America's most enduring political figure now lives in slow motion. Hampered by bad hips, she walks at a glacial pace, usually gripping the arms of two aides who lead the way, her legs flopping around like a puppet's as she shuffles through the corridors of Capitol Hill.
However dramatic, does that passage, written by a Washington Post reporter in 2001 about South Carolina’s gaga senior U.S. Senator Strom Thurmond, remind you of anyone in the U.S. Senate today? (Hint: I changed the pronoun from “he” to “she” in the quote.)
As a native Bay Area Democrat I have mostly sung Dianne Feinstein’s praises lo these many years, from the bloody carnage of the San Francisco City Hall murders until she led the #MeToo charge against Minnesota U.S. Senator Al Franken, which prompted his dramatic 2018 resignation just three weeks after her opening salvo. A former model and conservative talk-radio-host-turned politician (before Franken’s election to the U.S. Senate) by the name of Leeann Tweeden released a tasteless gag photo of him taken 11 years earlier during a 2006 entertainment-of-the-troops visit to Afghanistan, Kuwait, and Iraq. It actually reminded me of my TV-reporter days when we all took similar photos of each other for the Christmas party. The Franken resignation was an enormous loss for our country that keeps on giving, and Feinstein poured the gasoline and lit the match for the conflagration that consumed him without even the pretense of a presumption of innocence or due process. I can only write about this because I am a woman. The fires of woke Hell itself would metaphorically incinerate any man who wrote it, including at this paper. Equality has cynically come to mean reordering the bigwigs on top instead of doing what’s best for everyone, man or woman, from the bottom up.
Feinstein needs to do the right thing and retire already.
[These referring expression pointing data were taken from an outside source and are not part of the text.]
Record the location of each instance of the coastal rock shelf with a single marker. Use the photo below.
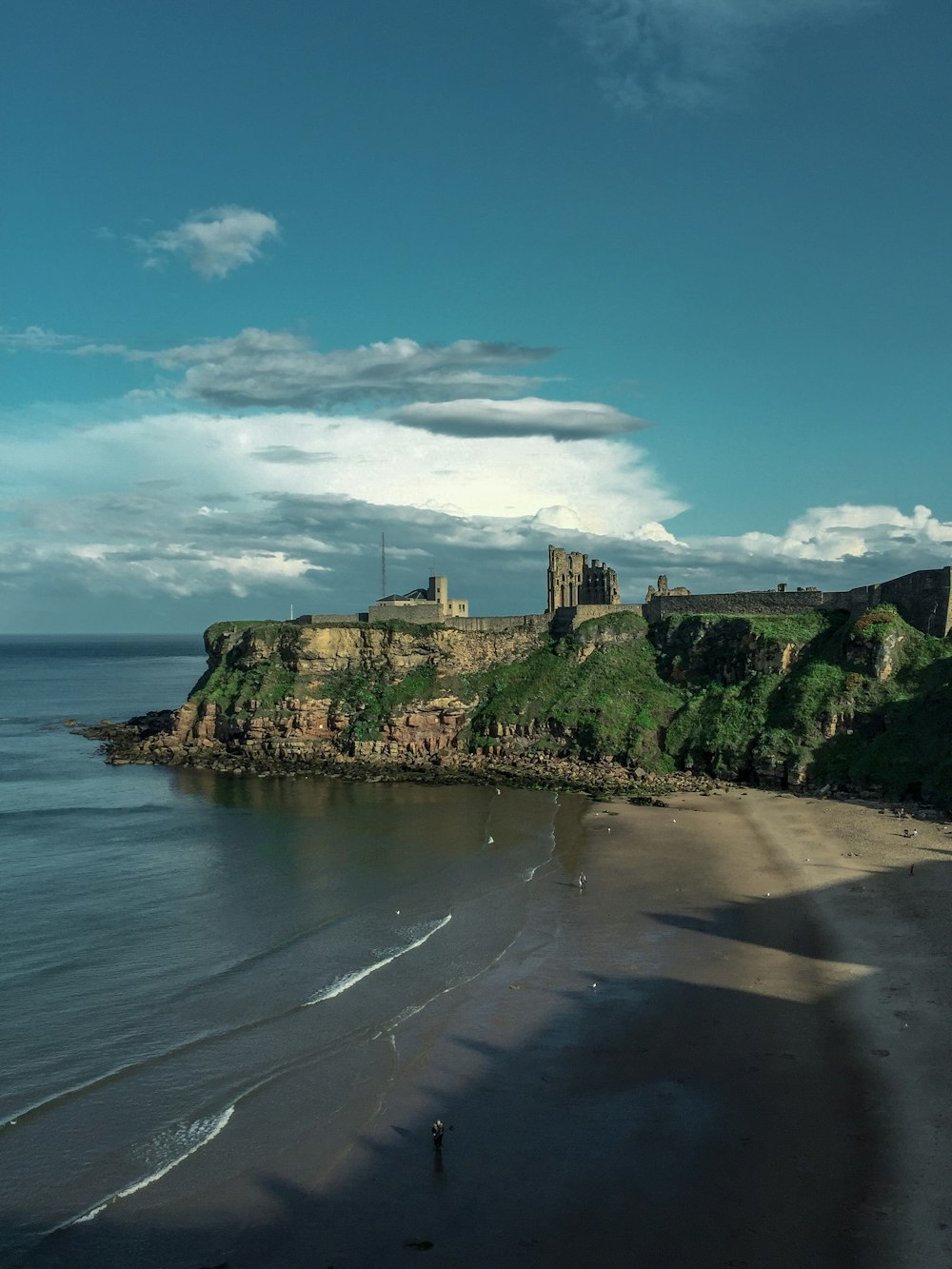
(806, 701)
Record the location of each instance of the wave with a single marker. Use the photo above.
(193, 1136)
(350, 980)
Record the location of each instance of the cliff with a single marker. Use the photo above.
(787, 701)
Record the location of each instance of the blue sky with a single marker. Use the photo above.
(663, 281)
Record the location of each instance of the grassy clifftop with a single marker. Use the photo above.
(794, 701)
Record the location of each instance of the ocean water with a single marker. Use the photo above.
(196, 967)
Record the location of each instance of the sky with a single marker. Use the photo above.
(662, 281)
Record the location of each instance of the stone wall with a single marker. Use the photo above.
(566, 620)
(923, 599)
(537, 622)
(735, 605)
(330, 618)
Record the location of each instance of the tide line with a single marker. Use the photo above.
(208, 1130)
(350, 980)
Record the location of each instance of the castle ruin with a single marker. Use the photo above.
(579, 590)
(573, 582)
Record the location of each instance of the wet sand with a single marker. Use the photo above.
(729, 1050)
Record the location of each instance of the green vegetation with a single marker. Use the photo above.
(257, 662)
(372, 696)
(609, 704)
(864, 704)
(811, 697)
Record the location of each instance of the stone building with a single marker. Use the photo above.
(574, 583)
(664, 589)
(432, 605)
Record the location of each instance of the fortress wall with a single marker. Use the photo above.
(423, 613)
(588, 612)
(489, 625)
(741, 603)
(923, 598)
(330, 618)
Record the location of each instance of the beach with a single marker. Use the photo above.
(727, 1050)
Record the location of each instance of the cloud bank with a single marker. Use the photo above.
(213, 243)
(239, 517)
(687, 54)
(528, 416)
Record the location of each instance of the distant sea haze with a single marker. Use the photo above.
(198, 966)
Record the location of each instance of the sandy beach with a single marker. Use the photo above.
(729, 1050)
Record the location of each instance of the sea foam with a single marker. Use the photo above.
(350, 980)
(190, 1136)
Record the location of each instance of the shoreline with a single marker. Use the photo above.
(739, 1085)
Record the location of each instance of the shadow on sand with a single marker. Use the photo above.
(672, 1126)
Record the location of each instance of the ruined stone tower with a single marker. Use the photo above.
(574, 582)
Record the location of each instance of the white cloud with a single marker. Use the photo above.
(213, 241)
(36, 339)
(684, 54)
(527, 416)
(189, 506)
(277, 368)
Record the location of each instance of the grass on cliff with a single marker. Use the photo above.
(833, 717)
(257, 663)
(371, 697)
(609, 704)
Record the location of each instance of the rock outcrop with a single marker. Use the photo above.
(817, 700)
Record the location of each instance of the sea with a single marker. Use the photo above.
(194, 964)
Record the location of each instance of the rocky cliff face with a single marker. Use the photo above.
(791, 702)
(288, 693)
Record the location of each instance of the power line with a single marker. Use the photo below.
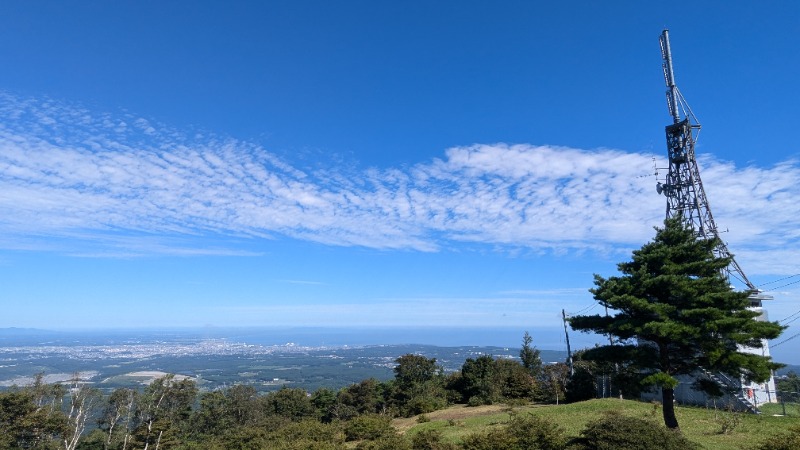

Her professional race is over, why limp over the finish line? She can‘t possibly need the money. Forbes pegged Feinstein’s personal wealth at around $200 million this year, and as the country’s most senior senator, she surely qualifies for the maximum U.S. Senator annual salary of $203,700 (crsreports.Congress.gov). And unlike the vast majority of the Californians she represents, Feinstein also has a defined pension plan that pays 80-percent of that salary for life. Neither of these employer contributions from the public purse would even show up as a blip on her personal financial spreadsheet, of course, but it seems like a good time to remind both ourselves and all of our electeds that, before taxes and deductions, the median gross annual income of tens of millions of Californians in this richest of states is $78,672, and outside of government work the defined pension plan has gone the way of the dodo. So if she doesn’t need the money or employee benefits, what gives?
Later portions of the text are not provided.